Comparative RT-PCR analysis between L.R.S.′s and normal's fI mRNA expression after a 24-h LPS-stimulation of fibroblasts. (a) The complete fI cDNA was amplified employing four different oligonucleotide combinations. Numbers in parentheses indicate cDNA positions of forward and reverse primers (see Material and methods). (b) Densitometry analysis of RT-PCR derived fI cDNA products normalized with respect to the amount of a segment of GAPDH cDNA (337 bp). The graph shows reduced fI mRNA expression in the proband's fibroblasts. (c) Segments of C3 (971 bp) and factor H (323 bp) cDNA were also amplified as positive controls and normalized with respect to GAPDH cDNA. N, normal control; P, proband L.R.S.

Fig 3

Sequencing analysis of the fI gene from the probands and their family. The complete L.R.S. fI cDNA was sequenced and compared with a normal fI cDNA. An AT insertion in the 11th exon between positions 1204 and 1205 was detected in the proband sequence. This mutation generates a premature stop codon (TAG) 13 nucleotides downstream of the gene. The dinucleotide (AT) insertion was confirmed in a PCR product (263 bp) amplified from genomic DNA of both L.R.S. and her deficient sister C.A.S, using primers 11F1180–11R1443. The same mutation was also detected in approximately half of father's and mother's genomic DNA clones. The healthy daughter D.S. presented only normal fI alleles.

Fig 4

Homozygous fI deficiency. (a) Pedigree of the proband's family.
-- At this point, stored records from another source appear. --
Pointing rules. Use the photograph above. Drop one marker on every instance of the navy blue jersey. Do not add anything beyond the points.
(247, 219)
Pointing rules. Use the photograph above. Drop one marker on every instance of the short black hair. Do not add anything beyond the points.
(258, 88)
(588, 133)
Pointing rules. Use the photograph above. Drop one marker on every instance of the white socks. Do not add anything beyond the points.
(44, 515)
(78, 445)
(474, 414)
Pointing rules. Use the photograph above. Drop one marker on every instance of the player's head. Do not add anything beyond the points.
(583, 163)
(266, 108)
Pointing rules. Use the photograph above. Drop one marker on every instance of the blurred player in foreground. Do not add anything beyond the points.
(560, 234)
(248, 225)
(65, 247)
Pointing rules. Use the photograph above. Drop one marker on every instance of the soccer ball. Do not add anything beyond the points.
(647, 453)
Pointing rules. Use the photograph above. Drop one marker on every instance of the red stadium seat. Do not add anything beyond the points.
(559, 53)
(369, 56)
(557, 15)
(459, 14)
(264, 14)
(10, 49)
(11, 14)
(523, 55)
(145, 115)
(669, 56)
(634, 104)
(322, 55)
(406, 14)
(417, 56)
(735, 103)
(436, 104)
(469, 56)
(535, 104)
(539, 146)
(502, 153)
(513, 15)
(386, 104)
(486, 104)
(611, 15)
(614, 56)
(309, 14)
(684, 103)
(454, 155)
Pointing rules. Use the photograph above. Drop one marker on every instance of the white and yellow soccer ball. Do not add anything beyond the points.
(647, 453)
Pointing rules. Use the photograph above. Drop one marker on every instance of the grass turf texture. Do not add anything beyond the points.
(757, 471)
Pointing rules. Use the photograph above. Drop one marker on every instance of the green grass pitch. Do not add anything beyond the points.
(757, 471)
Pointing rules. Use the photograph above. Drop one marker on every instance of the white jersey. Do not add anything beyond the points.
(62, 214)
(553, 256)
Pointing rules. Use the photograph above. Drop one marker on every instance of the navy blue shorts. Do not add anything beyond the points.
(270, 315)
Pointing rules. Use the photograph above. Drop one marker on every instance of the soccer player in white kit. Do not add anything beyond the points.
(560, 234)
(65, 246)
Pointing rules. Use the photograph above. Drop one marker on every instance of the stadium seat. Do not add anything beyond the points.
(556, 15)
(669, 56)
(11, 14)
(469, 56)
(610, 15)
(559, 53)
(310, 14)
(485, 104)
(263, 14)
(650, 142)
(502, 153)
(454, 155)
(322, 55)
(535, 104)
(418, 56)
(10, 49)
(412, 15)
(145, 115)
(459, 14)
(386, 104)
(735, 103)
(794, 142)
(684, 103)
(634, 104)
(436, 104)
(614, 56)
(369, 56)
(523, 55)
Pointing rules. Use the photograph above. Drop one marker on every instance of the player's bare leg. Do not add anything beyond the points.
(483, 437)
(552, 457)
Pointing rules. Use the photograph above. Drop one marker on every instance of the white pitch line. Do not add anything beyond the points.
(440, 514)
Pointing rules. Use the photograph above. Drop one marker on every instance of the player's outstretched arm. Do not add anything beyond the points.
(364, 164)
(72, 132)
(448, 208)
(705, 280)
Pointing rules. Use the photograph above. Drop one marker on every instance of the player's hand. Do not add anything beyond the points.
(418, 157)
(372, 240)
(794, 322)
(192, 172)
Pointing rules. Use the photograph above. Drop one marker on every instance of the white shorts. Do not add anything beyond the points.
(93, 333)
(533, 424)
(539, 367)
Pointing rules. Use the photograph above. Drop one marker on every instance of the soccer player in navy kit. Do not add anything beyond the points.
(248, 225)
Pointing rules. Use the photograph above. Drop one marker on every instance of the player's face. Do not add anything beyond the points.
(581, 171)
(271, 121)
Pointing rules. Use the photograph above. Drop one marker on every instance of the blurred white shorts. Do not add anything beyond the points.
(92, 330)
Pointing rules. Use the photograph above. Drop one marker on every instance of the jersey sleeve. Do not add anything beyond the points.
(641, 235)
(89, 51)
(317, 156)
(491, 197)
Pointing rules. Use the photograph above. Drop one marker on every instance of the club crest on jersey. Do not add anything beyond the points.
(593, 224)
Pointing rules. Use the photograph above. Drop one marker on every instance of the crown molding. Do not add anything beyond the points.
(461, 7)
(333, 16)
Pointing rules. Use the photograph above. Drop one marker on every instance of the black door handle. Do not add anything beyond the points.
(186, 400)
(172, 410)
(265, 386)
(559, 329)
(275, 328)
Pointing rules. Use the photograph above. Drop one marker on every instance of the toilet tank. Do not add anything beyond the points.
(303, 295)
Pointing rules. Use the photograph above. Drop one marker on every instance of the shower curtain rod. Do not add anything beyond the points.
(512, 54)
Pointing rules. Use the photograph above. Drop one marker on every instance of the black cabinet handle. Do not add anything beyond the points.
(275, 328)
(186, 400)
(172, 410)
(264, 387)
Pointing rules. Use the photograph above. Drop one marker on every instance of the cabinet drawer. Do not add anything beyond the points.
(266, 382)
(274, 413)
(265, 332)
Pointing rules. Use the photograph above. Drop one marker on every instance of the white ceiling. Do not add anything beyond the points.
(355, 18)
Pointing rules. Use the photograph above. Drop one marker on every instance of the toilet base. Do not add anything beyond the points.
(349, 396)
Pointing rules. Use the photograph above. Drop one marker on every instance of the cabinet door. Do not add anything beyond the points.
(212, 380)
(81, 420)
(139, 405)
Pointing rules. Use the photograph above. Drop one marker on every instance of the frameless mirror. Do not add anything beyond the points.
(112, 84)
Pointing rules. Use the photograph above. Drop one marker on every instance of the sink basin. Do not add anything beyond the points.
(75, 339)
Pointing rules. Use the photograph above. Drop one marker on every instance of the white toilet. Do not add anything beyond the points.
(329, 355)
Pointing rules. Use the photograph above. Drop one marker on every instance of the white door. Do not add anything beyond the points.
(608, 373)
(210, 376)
I.1, father; I.2, mother; II.1, healthy daughter (D.S.); II.2, fI-deficient daughter (C.A.S.); II.3, fI-deficient daughter (L.R.S.). (b) A 263-bp PCR product was amplified from genomic DNA of all family members using primers 11F1180 and 11F1443. (c) Silver-stained denaturing polyacrylamide gel of PCR product (263 bp) derived from the fI gene of the proband's family. The arrow indicates heteroduplex formation in the parents’ DNA (I.1 and I.2), and also in the mixture of the normal control and L.R.S.'s (II-3) fI DNA fragments.

Fig 5

Increased levels of nonsense fI mRNA after treatment with cycloheximide. Above: fibroblasts from fI deficient patient (L.R.S.) were treated with 100 mg/ml for 1, 2 or 3 h and the amount of fI mRNA was estimated after RT-PCR using primers 1F2- and 5R606. Below: band intensity was calculated by densitometry and normalized with respect to GAPDH. NT, cells were kept in culture medium without cycloheximide for 3 h before RNA extraction. These figures were taken from a representative experiment.